As the saying goes, “He who pays the piper, calls the tune.” Whenever there’s money being handed out, there are strings attached. At least if decisions like these are made and funded by the locals most affected by them, they retain control of the strings.

Paul In Sweden | July 29, 2015 at 2:55 am

The ability to feed all the bodycam footage into an archive and run biometric facial identification and pull up citywide footage of suspects during specific time intervals, locations and among known associates and co-conspirators can have the potential to be a very powerful investigative and prosecutorial resource.

Future applications might include instant cloud interface and biometric facial identification to open warrant data alerting officers of violators similar to police cars going down a street scanning car license plates.

The potential applications are mind boggling.

    The police and other entities are already scanning and keeping a database of license plates as they drive around, and they’re already talking about archiving biometric information and running facial recognition on it.

    Most of it comes from all of the CCTV cameras, traffic cameras, highway & toll cameras, streetside cameras, etc, which are already all over the place, plus our driver’s license photos (37 states already have enabled facial-recognition software to search driver’s license photos).

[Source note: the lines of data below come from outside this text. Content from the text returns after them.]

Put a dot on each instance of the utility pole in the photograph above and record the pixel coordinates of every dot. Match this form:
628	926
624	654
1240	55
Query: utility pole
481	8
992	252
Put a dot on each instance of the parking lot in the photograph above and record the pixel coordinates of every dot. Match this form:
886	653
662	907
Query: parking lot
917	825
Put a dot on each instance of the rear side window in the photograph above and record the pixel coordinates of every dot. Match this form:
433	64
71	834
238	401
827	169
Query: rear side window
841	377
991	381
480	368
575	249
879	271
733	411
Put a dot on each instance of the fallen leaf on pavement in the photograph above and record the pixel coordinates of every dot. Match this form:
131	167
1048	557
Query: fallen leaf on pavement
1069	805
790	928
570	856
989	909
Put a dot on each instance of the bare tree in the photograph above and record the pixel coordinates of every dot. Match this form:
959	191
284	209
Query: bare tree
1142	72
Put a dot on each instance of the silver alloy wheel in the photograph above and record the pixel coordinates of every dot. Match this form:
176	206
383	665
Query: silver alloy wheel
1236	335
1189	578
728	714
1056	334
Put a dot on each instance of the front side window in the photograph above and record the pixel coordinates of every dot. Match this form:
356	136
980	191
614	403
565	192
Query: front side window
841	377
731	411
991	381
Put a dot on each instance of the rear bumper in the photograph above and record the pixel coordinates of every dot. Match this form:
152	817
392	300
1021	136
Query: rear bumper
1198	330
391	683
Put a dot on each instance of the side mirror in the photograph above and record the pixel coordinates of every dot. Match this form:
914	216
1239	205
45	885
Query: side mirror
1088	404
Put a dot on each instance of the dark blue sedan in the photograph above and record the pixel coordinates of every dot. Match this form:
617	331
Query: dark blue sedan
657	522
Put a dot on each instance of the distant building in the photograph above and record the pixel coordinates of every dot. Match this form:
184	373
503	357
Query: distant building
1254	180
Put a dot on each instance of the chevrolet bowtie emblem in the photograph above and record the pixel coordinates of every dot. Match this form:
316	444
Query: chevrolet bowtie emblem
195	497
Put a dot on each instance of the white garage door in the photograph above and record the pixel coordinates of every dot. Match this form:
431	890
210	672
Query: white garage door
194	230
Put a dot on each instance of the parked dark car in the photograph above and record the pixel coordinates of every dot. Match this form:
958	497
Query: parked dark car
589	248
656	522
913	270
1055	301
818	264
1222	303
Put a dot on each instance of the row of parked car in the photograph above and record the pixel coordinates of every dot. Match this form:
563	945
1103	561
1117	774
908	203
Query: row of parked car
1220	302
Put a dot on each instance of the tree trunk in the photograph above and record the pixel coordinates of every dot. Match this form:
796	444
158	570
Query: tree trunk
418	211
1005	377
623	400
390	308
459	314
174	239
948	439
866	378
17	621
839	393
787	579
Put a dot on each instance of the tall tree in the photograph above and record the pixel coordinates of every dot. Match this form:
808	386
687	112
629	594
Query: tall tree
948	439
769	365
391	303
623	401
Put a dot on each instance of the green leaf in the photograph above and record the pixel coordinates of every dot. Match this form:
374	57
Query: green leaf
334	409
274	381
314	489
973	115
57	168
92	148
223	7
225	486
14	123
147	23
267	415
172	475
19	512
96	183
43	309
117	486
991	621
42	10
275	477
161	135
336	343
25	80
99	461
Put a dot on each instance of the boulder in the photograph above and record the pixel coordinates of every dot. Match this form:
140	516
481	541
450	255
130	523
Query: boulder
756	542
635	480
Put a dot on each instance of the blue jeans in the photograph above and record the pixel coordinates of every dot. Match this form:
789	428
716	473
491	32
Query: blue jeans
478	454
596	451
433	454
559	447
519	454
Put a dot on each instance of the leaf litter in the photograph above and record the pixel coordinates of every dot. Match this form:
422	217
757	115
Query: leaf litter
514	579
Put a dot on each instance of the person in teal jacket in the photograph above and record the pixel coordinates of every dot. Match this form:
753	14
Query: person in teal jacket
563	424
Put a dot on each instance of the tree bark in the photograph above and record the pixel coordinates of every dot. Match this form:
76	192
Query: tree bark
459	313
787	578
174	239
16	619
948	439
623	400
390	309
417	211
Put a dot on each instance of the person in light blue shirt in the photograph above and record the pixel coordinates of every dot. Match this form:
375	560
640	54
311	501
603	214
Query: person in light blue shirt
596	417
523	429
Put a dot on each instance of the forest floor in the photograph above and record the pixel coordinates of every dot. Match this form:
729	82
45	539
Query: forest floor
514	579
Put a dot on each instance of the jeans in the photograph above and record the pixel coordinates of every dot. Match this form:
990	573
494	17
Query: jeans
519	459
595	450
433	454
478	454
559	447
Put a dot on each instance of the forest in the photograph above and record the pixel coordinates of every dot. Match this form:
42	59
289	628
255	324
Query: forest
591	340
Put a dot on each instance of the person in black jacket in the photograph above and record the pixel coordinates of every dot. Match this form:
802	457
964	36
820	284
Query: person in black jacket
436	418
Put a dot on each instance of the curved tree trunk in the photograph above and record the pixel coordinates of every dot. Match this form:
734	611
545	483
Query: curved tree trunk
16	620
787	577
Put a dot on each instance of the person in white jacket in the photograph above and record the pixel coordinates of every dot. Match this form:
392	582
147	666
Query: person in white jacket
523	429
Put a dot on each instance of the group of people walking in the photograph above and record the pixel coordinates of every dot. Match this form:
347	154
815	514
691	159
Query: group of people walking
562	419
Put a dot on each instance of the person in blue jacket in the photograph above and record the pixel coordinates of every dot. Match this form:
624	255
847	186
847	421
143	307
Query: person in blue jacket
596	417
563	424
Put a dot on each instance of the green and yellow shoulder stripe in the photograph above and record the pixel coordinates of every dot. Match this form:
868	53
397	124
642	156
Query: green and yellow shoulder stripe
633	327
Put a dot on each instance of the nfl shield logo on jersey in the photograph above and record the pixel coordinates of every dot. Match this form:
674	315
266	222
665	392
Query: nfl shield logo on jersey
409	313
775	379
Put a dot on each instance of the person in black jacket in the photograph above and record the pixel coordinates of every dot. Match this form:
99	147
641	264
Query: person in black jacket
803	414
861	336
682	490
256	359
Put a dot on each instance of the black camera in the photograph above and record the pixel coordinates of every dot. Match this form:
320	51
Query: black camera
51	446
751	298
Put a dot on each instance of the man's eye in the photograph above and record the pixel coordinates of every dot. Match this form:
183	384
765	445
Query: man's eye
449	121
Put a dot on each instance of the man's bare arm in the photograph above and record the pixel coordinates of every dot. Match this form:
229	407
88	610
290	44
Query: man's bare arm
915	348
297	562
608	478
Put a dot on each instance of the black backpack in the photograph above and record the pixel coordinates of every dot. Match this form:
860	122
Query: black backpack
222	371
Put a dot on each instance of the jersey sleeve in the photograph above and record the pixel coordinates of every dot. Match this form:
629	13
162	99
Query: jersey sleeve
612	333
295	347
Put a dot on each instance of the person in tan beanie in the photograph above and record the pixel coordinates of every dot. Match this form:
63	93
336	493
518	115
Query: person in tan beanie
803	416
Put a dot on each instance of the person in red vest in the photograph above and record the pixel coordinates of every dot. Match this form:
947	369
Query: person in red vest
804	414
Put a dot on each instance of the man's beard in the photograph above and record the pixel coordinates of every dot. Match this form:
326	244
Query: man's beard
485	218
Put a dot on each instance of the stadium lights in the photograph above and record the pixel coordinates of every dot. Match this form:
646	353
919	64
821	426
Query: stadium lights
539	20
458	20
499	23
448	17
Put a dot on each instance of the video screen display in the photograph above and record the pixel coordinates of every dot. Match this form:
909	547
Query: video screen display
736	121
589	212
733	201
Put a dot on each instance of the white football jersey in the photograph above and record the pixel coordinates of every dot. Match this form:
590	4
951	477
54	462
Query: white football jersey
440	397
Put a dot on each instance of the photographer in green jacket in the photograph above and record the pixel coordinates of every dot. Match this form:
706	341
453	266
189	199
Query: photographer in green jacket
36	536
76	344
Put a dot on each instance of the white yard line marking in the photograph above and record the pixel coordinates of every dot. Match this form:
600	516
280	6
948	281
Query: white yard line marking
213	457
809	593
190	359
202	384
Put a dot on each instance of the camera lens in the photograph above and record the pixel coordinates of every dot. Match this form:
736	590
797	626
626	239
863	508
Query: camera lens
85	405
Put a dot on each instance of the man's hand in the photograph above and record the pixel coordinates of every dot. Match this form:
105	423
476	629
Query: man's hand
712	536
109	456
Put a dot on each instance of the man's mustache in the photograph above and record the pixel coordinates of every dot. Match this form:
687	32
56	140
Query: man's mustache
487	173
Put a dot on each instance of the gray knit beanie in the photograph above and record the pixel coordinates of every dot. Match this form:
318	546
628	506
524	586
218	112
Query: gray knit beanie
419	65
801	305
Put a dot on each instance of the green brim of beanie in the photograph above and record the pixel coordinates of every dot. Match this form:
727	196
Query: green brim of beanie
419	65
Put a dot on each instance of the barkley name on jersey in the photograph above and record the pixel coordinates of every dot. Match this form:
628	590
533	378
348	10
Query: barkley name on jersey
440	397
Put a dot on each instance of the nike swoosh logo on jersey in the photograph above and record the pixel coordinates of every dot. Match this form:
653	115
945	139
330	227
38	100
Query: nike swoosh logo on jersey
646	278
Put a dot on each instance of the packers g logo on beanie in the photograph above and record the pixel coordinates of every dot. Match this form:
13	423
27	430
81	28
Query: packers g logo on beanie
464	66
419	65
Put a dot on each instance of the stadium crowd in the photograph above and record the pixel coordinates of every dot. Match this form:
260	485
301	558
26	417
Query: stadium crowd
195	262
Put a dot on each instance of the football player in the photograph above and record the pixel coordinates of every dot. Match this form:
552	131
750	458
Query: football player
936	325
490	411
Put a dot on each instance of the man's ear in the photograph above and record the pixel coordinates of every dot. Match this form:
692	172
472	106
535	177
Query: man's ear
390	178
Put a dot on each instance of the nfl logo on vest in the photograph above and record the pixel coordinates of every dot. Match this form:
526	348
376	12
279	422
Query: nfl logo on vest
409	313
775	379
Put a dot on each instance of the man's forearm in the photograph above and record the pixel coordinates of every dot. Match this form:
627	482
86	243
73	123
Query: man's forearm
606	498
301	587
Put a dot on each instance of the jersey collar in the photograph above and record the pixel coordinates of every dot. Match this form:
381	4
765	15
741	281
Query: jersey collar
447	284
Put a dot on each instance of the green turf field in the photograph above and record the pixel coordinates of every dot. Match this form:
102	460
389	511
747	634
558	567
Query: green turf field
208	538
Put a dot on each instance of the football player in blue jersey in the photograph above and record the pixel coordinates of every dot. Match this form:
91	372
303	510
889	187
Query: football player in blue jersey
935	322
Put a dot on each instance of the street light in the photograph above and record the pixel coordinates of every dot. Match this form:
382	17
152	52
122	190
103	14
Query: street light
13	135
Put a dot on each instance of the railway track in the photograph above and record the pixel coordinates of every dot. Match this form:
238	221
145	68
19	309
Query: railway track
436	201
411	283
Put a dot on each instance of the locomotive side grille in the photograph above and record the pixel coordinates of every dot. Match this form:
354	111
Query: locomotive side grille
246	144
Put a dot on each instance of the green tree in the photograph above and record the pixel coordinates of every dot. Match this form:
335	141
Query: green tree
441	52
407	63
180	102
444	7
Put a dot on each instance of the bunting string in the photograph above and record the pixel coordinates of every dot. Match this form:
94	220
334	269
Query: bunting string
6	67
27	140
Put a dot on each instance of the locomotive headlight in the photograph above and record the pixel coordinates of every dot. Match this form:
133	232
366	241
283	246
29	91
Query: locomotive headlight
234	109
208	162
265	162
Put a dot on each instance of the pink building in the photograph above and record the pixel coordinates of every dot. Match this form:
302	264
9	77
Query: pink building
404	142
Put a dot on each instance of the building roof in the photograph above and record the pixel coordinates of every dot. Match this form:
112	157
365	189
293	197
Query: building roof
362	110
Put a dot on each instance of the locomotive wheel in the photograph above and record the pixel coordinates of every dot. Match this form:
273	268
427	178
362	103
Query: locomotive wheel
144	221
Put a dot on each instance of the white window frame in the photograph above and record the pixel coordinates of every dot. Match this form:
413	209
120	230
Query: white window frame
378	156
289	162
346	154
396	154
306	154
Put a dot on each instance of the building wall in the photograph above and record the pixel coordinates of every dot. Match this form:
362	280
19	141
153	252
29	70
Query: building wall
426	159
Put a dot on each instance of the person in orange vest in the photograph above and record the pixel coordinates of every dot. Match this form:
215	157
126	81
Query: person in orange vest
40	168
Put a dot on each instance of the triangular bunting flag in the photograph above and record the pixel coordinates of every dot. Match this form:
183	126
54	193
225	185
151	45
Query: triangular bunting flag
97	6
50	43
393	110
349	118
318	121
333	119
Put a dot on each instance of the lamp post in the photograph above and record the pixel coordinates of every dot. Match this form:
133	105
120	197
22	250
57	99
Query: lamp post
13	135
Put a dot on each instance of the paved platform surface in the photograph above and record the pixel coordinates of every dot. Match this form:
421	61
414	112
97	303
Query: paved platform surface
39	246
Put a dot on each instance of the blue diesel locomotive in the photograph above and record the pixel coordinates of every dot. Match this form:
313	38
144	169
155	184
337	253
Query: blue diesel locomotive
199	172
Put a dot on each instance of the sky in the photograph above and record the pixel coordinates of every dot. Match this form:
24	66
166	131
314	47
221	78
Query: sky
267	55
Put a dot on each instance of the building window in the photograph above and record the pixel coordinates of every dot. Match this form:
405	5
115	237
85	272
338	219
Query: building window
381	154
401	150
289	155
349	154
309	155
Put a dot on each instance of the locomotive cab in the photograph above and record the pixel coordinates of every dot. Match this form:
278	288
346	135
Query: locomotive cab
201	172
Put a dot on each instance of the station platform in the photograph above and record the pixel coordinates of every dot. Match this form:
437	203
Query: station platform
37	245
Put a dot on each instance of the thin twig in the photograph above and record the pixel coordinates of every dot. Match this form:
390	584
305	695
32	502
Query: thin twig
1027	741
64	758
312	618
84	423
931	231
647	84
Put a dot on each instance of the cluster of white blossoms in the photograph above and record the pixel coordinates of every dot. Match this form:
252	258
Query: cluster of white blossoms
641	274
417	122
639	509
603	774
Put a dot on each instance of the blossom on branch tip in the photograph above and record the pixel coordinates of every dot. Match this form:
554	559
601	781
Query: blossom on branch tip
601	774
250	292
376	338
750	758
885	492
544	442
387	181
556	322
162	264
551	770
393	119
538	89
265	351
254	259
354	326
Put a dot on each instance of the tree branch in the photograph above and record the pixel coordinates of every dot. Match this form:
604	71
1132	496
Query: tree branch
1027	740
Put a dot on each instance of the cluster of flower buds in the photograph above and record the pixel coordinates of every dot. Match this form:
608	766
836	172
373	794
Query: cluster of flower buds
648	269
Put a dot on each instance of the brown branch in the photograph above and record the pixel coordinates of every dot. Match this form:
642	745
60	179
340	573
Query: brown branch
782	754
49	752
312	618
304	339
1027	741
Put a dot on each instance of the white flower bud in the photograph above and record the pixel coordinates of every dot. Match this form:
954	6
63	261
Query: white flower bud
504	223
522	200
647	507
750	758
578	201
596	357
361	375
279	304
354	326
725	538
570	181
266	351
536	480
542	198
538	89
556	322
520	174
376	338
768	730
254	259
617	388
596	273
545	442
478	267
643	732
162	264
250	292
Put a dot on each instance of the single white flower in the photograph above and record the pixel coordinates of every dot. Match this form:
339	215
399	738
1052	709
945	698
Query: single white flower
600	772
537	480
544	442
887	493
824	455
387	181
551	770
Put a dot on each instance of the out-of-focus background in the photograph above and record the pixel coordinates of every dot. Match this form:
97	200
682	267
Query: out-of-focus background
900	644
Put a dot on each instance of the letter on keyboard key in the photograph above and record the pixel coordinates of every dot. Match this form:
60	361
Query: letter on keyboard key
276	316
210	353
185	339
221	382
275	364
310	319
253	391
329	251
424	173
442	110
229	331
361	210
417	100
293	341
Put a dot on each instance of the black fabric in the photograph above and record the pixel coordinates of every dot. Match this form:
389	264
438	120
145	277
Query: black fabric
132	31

    That cat’s already out of the bag. You’re already being photographed and your license plate noted every day, and between Homeland Security, the FBI, and State governments, they’re already collecting and hoarding this data. Photographs from the exceedingly rare instances when ordinary law-abiding citizens interact with police (as opposed to walking outside your building, driving on a highway, parking your car at a friend’s house, being in the crowd at any given event) are just a drop in the bucket. All we can do is try to set limits on how they’re allowed to use that information.

    One of the Prof’s former students had an op-ed in the NYT discussing limitation we need to start insisting on, as to the use of this data — that they’re already collecting.